Commentaire : Un produit stratégique et vital

L’Etat veille à assurer, de plus en plus, la disponibilité des médicaments en Algérie. A cet effet, il consacre un budget relativement conséquent pour qu’il n’y ait pas de rupture dans la chaîne d’approvisionnement de ce produit vital et stratégique. S’agissant de la santé publique, le choix est clair. Il faut mettre le prix et établir une politique qui donnerait les meilleurs résultats. Cela nécessite une vision tracée par des spécialistes et adossée à une politique volontariste parce qu’elle a un coût.
En la matière, l’Algérie a fait un choix avec l’instauration, dès les années 70 du siècle dernier, de la gratuité de la médecine, dans les hôpitaux publics. Outre la prise en charge des soins, cela inclut celle des médicaments notamment en cas d’hospitalisation.
La carte Chifa, élargie depuis peu aux chômeurs et autres personnes démunies, permet aussi l’accès aux soins et procure une couverture sociale.
C’est un acquis considérable pour les citoyens en quête de soins et de médicaments dont certains coûtent vraiment très cher, mais l’Etat ne se dérobe pas à son devoir. Le budget consacré aux hôpitaux est énorme. Les chiffres donnent le tournis, surtout pour le traitement de certaines maladies lourdes.

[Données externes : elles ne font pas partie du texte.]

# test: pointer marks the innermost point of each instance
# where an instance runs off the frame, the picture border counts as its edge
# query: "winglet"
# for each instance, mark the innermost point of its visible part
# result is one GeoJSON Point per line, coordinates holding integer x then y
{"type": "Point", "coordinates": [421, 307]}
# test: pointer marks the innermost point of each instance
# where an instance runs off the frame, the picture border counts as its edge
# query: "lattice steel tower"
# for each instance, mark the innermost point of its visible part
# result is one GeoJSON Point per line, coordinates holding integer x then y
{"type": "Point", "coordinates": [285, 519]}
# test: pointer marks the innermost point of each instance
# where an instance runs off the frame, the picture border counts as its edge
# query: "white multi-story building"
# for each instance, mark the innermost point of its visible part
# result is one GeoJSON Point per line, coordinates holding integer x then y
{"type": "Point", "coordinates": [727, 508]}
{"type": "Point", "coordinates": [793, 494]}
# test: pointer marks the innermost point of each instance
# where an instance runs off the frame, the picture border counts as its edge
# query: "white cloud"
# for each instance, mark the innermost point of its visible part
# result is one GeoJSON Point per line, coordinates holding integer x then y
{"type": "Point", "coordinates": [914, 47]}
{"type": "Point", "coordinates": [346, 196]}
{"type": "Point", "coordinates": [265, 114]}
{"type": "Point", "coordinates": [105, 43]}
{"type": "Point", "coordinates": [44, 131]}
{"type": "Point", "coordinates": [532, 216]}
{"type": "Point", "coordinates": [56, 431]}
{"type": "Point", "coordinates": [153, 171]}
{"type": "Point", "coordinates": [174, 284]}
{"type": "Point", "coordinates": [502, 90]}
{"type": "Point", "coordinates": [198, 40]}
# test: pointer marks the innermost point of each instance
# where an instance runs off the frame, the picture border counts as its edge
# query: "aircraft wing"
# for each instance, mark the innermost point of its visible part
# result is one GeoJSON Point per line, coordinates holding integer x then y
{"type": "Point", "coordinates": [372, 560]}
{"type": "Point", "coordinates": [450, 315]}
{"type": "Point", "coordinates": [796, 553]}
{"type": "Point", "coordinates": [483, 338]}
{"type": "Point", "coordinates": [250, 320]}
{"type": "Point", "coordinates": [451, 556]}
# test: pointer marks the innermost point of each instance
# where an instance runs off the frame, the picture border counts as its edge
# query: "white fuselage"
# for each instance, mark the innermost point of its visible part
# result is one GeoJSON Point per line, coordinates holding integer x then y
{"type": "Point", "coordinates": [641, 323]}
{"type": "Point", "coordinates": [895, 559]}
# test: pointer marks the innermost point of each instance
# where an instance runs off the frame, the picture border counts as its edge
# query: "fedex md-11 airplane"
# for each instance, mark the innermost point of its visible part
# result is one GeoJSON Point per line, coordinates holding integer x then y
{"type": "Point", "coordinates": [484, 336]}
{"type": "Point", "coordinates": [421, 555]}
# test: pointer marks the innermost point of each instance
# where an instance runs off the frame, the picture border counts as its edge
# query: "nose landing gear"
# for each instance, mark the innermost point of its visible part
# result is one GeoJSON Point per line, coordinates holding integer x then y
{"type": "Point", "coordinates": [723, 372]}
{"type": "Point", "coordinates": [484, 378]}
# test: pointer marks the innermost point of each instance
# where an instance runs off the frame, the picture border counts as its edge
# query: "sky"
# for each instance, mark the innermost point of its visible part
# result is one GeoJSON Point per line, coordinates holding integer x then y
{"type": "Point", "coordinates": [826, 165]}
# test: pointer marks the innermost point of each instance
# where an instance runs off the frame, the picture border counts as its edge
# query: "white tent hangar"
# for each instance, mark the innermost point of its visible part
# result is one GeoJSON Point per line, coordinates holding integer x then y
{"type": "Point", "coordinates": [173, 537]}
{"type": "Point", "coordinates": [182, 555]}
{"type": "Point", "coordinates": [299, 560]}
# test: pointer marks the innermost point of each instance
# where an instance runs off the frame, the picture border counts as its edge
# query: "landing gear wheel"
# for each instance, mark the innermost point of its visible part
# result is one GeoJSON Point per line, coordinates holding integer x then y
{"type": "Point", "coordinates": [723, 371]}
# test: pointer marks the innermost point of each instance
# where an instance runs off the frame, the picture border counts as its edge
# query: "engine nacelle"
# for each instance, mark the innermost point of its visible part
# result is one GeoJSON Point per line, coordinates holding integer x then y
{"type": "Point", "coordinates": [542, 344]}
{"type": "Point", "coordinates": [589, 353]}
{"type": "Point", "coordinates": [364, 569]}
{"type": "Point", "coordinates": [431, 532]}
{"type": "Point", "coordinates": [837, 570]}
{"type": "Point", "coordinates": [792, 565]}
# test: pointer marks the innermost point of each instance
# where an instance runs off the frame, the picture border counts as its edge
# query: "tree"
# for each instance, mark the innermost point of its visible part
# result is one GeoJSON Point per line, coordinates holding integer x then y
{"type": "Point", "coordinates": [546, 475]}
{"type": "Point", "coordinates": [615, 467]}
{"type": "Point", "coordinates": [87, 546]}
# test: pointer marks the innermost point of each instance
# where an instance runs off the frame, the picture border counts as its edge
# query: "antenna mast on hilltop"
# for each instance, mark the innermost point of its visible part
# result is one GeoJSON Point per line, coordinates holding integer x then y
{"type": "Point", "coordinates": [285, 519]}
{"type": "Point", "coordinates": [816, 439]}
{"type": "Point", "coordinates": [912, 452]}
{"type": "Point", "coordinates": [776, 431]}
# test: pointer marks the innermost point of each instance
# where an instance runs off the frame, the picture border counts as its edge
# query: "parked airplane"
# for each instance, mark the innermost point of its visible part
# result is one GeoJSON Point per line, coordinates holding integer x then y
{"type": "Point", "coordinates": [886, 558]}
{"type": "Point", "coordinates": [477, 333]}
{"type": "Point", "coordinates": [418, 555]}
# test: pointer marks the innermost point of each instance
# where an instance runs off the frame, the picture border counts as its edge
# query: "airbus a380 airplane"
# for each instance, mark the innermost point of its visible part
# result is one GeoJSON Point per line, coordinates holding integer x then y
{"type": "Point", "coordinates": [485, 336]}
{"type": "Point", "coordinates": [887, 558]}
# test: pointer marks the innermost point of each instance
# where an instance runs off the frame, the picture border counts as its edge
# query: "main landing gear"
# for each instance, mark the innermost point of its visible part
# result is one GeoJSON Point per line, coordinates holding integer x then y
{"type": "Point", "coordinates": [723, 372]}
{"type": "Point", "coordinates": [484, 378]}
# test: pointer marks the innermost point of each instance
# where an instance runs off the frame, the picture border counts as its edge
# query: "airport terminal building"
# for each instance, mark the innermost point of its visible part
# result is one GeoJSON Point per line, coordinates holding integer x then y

Le médicament est de fait vital et stratégique pour la simple raison que parfois, même la disponibilité des moyens financiers ne permet pas d’acquérir les médicaments voulus où nécessaires.
Le cas de la dernière pandémie de la Covid-19l’illustre bien au regard des problèmes d’approvisionnement en doses de vaccins rencontrés durant le pic du virus, même parmi les pays les plus développés. La France en a connu un bout pour se procurer des bavettes et des vaccins en nombre suffisant.
L’argent ne règle pas tout, mais sa disponibilité permet d’asseoir une politique progressive de développement de l’industrie pharmaceutique de façon à réduire la facture des importations en stimulant ces secteurs avec une politique d’aide à l’investissement dans ce domaine.
Par la suite, il faut interdire l’importation de tout ce qui se produit localement. Il est évident qu’il se trouvera toujours ceux qui enfreindront la loi en procédant à des importations dites de cabas, comprendre par petites quantités.
Il est évident que les grands laboratoires ne favorisent pas l’émergence de l’industrie pharmaceutique dans les pays en voie de développement. Pour cela, il y aune bataille à mener sans répit parce que les défis sont une source de motivation.
De ce point de vue, en Algérie, Saidal est une fierté, un fleuron industriel, un exemple. Même si l’entreprise est confrontée à des embuches, elle ne plie pas et, comme durant les années rouges, elle résiste toujours.